After lots of struggle, I have managed to enable SSL in openfire server. I am able connect admin console on secure port and users can communicate on port 5222 with “Requires encryption” option.
While connecting through 5223 port with “Requires encryption” option, I am getting “XML Parse error” on pidgin. I am pasting the error logs too.
What is the best way for secure communication in openfire? Can anyone suggest a blog or article on that?
=================
Error from pidgin
(00:38:04) jabber: Recv (7):
(00:38:04) jabber: XML parser error for JabberStream 0x8acfa70: Domain 1, code 4, level 3: Document is empty
(00:38:04) jabber: Recv (433): <?xml version='1.0' encoding='UTF-8'?><stream:stream xmlns:stream=“http://etherx.jabber.org/streams” xmlns=“jabber:client” from=“admin.xxxxxxx.com” id=“50b7d76” xml:lang=“en” version=“1.0”>stream:featuresDIGEST-MD5PLAINCRAM-MD5</stream:features>
(00:38:04) jabber: xmlParseChunk returned fatal 4
(00:38:04) connection: Connection error on 0x8aeb048 (reason: 0 description: XML Parse error)
(00:38:04) account: Disconnecting account test1@admin.xxxxxxx.com/ (0x825acd0)
(00:38:04) connection: Disconnecting connection 0x8aeb048
====================
/opt/openfire/logs/info.log
2015.02.05 13:08:14 org.jivesoftware.openfire.nio.ConnectionHandler - ConnectionHandler reports IOException for session: (SOCKET, R: /XXX.XXX.XX.XXX:13197, L: /XX.XX.XXX.XXXX:5223, S: 0.0.0.0/0.0.0.0:5223)
javax.net.ssl.SSLHandshakeException: SSL handshake failed.
at org.apache.mina.filter.SSLFilter.messageReceived(SSLFilter.java:416)
at org.apache.mina.common.support.AbstractIoFilterChain.callNextMessageReceived(Ab stractIoFilterChain.java:299)
at org.apache.mina.common.support.AbstractIoFilterChain.access$1100(AbstractIoFilt erChain.java:53)
at org.apache.mina.common.support.AbstractIoFilterChain$EntryImpl$1.messageReceive d(AbstractIoFilterChain.java:648)
at org.apache.mina.common.support.AbstractIoFilterChain$HeadFilter.messageReceived (AbstractIoFilterChain.java:499)
at org.apache.mina.common.support.AbstractIoFilterChain.callNextMessageReceived(Ab stractIoFilterChain.java:299)
at org.apache.mina.common.support.AbstractIoFilterChain.fireMessageReceived(Abstra ctIoFilterChain.java:293)

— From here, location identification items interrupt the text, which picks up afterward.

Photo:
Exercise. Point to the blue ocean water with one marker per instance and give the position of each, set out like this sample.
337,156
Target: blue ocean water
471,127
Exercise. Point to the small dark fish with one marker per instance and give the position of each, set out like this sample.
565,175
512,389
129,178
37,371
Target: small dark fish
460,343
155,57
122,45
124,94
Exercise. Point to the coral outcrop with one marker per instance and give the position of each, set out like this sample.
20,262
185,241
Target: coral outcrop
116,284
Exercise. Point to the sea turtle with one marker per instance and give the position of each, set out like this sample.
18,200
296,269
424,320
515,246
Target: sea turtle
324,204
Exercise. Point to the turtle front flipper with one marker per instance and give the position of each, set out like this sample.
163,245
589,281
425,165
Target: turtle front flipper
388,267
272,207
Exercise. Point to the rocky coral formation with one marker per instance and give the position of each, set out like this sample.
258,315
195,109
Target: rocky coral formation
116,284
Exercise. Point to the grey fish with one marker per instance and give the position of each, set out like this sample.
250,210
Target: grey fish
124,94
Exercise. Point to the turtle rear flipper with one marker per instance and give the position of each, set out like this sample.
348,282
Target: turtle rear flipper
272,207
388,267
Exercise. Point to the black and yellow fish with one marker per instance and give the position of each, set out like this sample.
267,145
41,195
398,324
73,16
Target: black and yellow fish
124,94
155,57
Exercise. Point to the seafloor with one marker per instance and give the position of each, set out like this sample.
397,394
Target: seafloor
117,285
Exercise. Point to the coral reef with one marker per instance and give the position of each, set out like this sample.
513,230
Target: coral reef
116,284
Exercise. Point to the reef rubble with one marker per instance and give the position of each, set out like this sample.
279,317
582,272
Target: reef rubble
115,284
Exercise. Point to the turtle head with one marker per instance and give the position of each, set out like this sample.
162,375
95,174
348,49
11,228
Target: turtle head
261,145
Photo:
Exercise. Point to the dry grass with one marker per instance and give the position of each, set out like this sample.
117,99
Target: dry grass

at org.apache.mina.transport.socket.nio.SocketIoProcessor.read(SocketIoProcessor.j ava:228)
at org.apache.mina.transport.socket.nio.SocketIoProcessor.process(SocketIoProcesso r.java:198)
at org.apache.mina.transport.socket.nio.SocketIoProcessor.access$400(SocketIoProce ssor.java:45)
at org.apache.mina.transport.socket.nio.SocketIoProcessor$Worker.run(SocketIoProce ssor.java:485)
at org.apache.mina.util.NamePreservingRunnable.run(NamePreservingRunnable.java:51)
at java.util.concurrent.ThreadPoolExecutor.runWorker(ThreadPoolExecutor.java:1145)
at java.util.concurrent.ThreadPoolExecutor$Worker.run(ThreadPoolExecutor.java:615)
at java.lang.Thread.run(Thread.java:745)
Caused by: javax.net.ssl.SSLException: Unrecognized SSL message, plaintext connection?
at sun.security.ssl.EngineInputRecord.bytesInCompletePacket(EngineInputRecord.java :171)
at sun.security.ssl.SSLEngineImpl.readNetRecord(SSLEngineImpl.java:845)
at sun.security.ssl.SSLEngineImpl.unwrap(SSLEngineImpl.java:758)
at javax.net.ssl.SSLEngine.unwrap(SSLEngine.java:624)
at org.apache.mina.filter.support.SSLHandler.unwrap0(SSLHandler.java:668)
at org.apache.mina.filter.support.SSLHandler.unwrapHandshake(SSLHandler.java:624)
at org.apache.mina.filter.support.SSLHandler.handshake(SSLHandler.java:503)
at org.apache.mina.filter.support.SSLHandler.messageReceived(SSLHandler.java:306)
at org.apache.mina.filter.SSLFilter.messageReceived(SSLFilter.java:392)
… 14 more
Any help would be greatly appreciated.